Fini: immigrati, denunciate chi non vi mette in regola

Il vicepremier: legge dura contro i padroni con lavoratori in nero

      ROMA – Il piccolo colpo di teatro arriva alla fine, quando già la platea ha cominciato a svuotarsi: «Lo so che quello che sto per dire potrà suscitare polemiche, ma lo voglio dire lo stesso: invito i lavoratori extracomunitari che lavorano in nero, gli sfruttati, a chiedere ai loro datori di lavoro di metterli in regola. E se non lo fanno, li invito a denunciarli». Applausi. Gianfranco Fini presenta la «sua» legge sull’immigrazione (Bossi non verrà mai citato da nessuno, neanche per sbaglio) a Roma ad un convegno promosso da An, al quale hanno preso parte anche immigrati di ogni parte del mondo. E molti di loro salgono sul podio a porre domande sulla legge, a presentare le loro paure, i loro dubbi. Non sempre accolti con benevolenza, per la verità. A chi lamentava la difficoltà di essere commerciante straniero, dal pubblico qualcuno aveva urlato «vai a casa!», all’avvocato penalista somalo che raccontava scandalizzato di aver dovuto dare le sue impronte digitali («come uno dei miei clienti») aveva risposto un coro beffardo di «uh, uh, uh». Ma per il vice presidente del consiglio (e per il sottosegretario agli Interni Alfredo Mantovano, definito da Fini lo «zio» della legge) la Fini-Bossi è in realtà una legge seria, onesta e rigorosa.

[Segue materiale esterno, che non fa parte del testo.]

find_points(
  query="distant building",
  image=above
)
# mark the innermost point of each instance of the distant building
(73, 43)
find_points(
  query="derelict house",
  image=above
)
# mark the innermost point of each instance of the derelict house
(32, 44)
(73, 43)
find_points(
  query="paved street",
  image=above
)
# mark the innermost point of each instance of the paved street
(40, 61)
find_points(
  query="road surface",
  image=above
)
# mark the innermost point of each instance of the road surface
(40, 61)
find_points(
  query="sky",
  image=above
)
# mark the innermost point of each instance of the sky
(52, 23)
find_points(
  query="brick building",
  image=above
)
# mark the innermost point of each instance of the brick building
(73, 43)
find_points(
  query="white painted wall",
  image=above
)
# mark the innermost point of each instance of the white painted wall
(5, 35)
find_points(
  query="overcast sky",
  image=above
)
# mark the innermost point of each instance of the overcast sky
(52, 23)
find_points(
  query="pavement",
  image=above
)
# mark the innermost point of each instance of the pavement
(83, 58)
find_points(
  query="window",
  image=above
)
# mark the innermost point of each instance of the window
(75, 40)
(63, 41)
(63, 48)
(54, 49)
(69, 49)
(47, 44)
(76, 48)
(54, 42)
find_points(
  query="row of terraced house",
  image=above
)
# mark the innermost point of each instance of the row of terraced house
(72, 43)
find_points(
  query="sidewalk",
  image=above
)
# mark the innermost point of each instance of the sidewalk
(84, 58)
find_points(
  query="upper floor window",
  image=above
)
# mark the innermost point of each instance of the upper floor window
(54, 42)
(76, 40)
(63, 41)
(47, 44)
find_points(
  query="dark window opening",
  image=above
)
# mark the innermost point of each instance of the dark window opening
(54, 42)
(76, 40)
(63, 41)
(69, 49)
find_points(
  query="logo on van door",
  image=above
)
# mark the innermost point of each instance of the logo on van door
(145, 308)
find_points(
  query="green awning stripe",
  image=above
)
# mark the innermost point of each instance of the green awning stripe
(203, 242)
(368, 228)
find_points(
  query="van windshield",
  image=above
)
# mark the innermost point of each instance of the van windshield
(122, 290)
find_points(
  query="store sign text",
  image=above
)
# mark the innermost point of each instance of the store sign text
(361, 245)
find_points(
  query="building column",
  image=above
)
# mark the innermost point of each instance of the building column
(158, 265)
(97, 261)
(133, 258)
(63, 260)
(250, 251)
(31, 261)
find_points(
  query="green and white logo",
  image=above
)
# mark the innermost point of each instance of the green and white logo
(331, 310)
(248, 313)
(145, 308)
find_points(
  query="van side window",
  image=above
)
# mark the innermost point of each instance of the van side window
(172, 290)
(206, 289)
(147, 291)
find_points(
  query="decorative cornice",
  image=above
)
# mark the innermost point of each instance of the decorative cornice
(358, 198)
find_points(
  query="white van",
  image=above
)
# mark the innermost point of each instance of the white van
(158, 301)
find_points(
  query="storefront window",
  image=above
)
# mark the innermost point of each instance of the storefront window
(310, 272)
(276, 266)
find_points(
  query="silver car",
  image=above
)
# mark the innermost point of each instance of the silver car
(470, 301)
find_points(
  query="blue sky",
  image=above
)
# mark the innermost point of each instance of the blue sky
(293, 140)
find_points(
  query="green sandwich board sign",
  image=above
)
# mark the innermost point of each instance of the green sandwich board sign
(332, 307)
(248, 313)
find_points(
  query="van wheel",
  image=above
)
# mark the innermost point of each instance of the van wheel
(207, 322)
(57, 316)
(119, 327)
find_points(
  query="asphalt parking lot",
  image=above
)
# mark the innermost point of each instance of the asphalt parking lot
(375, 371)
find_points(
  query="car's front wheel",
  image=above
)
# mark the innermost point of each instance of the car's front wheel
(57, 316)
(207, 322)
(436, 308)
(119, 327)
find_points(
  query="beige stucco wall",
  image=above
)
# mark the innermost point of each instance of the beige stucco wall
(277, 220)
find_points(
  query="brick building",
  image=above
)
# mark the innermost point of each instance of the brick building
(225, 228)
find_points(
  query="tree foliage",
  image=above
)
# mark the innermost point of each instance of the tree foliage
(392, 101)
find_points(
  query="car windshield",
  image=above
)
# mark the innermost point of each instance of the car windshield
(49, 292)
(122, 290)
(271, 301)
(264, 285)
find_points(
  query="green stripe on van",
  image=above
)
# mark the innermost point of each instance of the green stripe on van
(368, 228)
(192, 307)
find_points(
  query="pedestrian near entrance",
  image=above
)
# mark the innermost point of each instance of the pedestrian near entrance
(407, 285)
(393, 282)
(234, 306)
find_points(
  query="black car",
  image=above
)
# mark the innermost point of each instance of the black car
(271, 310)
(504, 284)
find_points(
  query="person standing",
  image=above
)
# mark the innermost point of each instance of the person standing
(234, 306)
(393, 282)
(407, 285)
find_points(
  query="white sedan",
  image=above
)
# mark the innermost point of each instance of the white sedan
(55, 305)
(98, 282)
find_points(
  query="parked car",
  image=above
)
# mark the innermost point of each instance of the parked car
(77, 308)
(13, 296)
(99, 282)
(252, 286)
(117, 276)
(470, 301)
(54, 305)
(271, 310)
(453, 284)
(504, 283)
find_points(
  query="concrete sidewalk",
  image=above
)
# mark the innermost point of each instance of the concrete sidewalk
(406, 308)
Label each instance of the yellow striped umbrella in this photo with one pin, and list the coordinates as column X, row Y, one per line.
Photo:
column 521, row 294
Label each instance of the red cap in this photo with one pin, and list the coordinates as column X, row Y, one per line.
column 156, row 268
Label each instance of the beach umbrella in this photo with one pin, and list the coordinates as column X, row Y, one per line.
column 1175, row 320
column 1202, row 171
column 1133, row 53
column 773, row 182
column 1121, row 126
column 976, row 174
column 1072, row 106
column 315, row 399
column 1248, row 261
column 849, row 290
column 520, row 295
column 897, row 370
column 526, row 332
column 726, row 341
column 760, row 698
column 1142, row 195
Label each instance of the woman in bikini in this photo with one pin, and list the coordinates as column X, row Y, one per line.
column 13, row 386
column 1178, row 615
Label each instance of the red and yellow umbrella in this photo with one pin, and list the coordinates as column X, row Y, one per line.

      Perché, spiega Fini, si basa sul tentativo di conciliare legalità e solidarietà. E servirà soprattutto a reprimere ogni rigurgito di xenofobia. «E’ un dovere morale evitare con tutte le forze che possano nascere fenomeni di xenofobia e di razzismo, infezioni dello spirito che disonorano un popolo come quello italiano, che ha grandi e antiche tradizioni di accoglienza». Ma attenzione, avverte il presidente di Alleanza Nazionale, «solidarietà non vuol dire carità. La carità la fa chi vuole farla, per suoi motivi. Lo Stato non può essere caritatevole, mentre ha il dovere di essere solidale. E il governo non può essere il buon samaritano. E solidarietà vuol dire integrazione: non conosco una solidarietà che metta gli immigrati in un ghetto».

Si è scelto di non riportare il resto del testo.